15 Temmuz' da Türkiye'yi yutmaya çalışan kara deliğin eşiğinden döndük. Yarım asra yaklaşan puslu karanlık hava, yerini aydınlığa bıraktı. Bu rahmeti Türkiye'ye bağışlayan Mevla'ya şükürler olsun. Evinde, sokakta, arabada bu kalkışamaya karşı yüreğini koymaya hazır milyonlar olarak bekliyorduk. Başkomutanın çağrısı ile destansı bir mücadele başladı. Yılan taslakları hakikat asasıyla derdest edildi.

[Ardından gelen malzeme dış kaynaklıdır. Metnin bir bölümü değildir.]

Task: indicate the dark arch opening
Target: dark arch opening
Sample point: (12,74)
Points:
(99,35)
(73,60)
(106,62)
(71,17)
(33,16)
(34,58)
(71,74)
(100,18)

15 Temmuz'un ardından, FETÖ gibi ılımlı ‘görünen' bir yapının kan dökücü bir örgüte dönüşme süreci üzerinde durmak istiyorum. Baktığımızda bir paradoks göze batmaktadır. Bir yanda dini referanslar ileri sürmek, öte yandan küresel güçlerin kirli emelleri için kullanışlı bir yapı olmak. Açıklamaya muhtaç bir durum. Bu tezadı anlaşılır kılan büyünün adı; ‘yorum'dur. Evet, yorum zıt olan iki şeyi aynı kümede topluyordu.
Örgütte bunu yaptı. Ezoterik anlayışla hukuka uymayan her şey için bir yorum üretti. Örgüt dışında pek anlaşılamayan bu yorumlar, maslahat denilen kazanımları açıklıyordu. Zorlama yorumlar ve sırlarla dolu kült bir bakıştı. Kült yapı büyüdükçe, paylaşılan sırlar artıyordu. Açıklanması zor işlere rahatlıkla girişiliyordu.
Kült yapının özellikleri nelerdir? Öncelikle mensup kişi önce gizemle tanışır. Düşünce ve akılla değerlendirebileceği bir süreç geçirmeden duyguyla tanışır. Din algısı bu şekilde gelişir. Bir büyük otorite gücün esrarengiz ve kutsal bağlayıcılığına dahil olur. Düşünce boşluğunu fazlasıyla dolduran ise duygu bağlanmasıdır. Sorgulama yapılabilecek bütün doneler kişinin iradesinden yalıtılır. Bu bir bakıma ‘düşünce yalıtımı'dır.
Gözünü bu yapıda açan bireyin ilk karşılaştığı şey ‘sır'dı. Büyük sırlar vardı; örgüt sırları paylaşıldıkça manevi bir bağlanma gerçekliyordu. Bununla birlikte yapıdan kopmayı imkansız kılan ‘bilgiler' çıkış kapısını kapatıyordu.
Paralel bağlanmayı güçlü kılan birinci etken, kült yapının sırlı lideriydi. Gülen'e atfetilen olağanüstülükler büyüleyiciydi. Ona atfedilen zeka, hafıza, keşif ve kerametler bireyin bağ dokusunu güçlendiriyordu.